Em casa, enquanto descarrego as compras - Leopoldo, nosso felino mais velho, como sempre, tenta mordiscar as folhas de espinafre - percebo que faltavam os tomates e as abobrinhas. Acondiciono o que veio na geladeira, na fruteira e no cesto de ovos e volto ao Maurício. Lá chegando, ao me ver, exclama “ele (o outro funcionário) esqueceu os tomates e as abobrinhas”. O rapaz me entrega os renegados legumes (opa, perdão, tomate é fruta!) e volto para casa, pela segunda vez. Percebo, então, que, escrito com caneta hidrocor azul, luzia o seguinte na sacola: “R$ 6,88 Flamenguista”.

 

Desde que vim morar em Curitiba, no inesquecível dia oito de março de 2018, passei a usar quase que impreterivelmente todos os finais de semana a camiseta do Flamengo - ou, como muito bem apropriadamente diz uma amiga da Renata, “o traje de gala”. Curioso é que, naquele sábado, estava com a camiseta da seleção argentina, trazida em 2010, líder das eliminatórias sul-americanas para a próxima Copa do Mundo de futebol, e por quem nutro um afeto incondicional (não a seleção propriamente, mas os portenhos e a cidade de Buenos Aires, em particular). Achei interessantíssima a forma como me veem. E por que?

 

Para mim, vestir a camiseta do Flamengo passou a ser mais do que a afirmação da identidade clubística, coisa que também fazia quando morava em casa, no Rio de Janeiro, na praça São Salvador, no bairro do Flamengo, e ia fazer a feira também aos sábados no Largo do Machado e comprava, além dos legumes, verduras e frutas, “casadinhos de doce de leite”, inexistentes por aqui, e espiava os gatinhos para adoção logo adiante, onde, inclusive, conhecemos o Leopoldo há dez anos.

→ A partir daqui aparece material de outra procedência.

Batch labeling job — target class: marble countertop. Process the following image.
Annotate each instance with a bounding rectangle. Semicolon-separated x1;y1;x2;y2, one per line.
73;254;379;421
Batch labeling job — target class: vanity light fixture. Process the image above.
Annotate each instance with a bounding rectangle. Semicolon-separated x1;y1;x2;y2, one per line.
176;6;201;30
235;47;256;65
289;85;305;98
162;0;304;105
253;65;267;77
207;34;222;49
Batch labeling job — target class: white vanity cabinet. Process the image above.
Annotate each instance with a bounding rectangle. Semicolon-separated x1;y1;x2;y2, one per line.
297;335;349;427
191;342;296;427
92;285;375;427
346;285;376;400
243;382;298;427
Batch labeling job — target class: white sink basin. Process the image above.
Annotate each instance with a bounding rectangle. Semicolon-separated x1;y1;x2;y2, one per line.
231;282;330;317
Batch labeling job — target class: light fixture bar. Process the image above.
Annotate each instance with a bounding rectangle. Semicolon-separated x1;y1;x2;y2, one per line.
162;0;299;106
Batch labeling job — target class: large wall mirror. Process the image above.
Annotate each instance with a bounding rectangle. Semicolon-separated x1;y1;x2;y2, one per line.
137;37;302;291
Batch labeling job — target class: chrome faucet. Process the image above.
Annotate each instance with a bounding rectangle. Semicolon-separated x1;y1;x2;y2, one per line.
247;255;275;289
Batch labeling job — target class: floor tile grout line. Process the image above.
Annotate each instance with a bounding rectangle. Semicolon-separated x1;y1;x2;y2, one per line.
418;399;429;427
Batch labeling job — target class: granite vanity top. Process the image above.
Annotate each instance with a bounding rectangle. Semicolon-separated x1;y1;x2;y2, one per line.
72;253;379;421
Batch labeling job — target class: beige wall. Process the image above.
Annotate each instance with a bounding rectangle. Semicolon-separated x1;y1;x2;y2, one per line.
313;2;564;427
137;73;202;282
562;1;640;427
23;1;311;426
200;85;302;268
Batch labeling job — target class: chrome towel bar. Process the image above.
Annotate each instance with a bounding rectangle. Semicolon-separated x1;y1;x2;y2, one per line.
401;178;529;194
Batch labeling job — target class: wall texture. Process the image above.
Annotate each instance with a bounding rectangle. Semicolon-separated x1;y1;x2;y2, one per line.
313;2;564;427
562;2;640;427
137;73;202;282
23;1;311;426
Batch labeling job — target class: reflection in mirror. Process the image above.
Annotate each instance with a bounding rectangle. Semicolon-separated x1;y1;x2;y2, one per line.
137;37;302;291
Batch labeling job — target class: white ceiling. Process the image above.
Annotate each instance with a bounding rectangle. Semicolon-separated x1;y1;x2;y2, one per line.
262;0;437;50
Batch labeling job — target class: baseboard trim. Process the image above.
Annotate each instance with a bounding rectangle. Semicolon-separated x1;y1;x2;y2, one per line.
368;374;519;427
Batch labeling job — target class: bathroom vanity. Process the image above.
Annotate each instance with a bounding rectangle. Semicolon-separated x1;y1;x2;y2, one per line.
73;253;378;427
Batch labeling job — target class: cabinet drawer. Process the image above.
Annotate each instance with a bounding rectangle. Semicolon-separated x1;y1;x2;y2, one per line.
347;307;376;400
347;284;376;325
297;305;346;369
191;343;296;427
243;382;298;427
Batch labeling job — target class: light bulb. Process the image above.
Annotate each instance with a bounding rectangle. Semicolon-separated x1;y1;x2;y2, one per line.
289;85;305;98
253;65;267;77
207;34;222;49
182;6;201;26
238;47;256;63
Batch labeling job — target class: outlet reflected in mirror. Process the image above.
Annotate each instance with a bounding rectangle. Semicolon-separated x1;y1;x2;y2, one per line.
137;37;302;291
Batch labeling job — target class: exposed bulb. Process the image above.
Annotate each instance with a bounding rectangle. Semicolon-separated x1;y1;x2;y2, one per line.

Vestir a camiseta do Flamengo passou a ser, então, aqui, também uma afirmação da identidade carioca.

 

Os idiotas da objetividade – salve Nelson, apesar de tricolor... – dirão que é mais do que óbvio ululante que o feirante me reconheça como “flamenguista”, na medida em que, um sábado sim e outro também, apareço com o mesmo traje. Sim, é verdade. No entanto, fico pensando se, na saudosa feira do Largo do Machado, estaria escrito na sacola a mesma coisa ou, quem sabe, “rapaz bonito de olhos verdes” (!) ou “rapaz tímido” ou “rapaz com tatuagem do coiote” ou “rapaz barbudo” ou simplesmente nada – que é o mais provável, no Rio de Janeiro.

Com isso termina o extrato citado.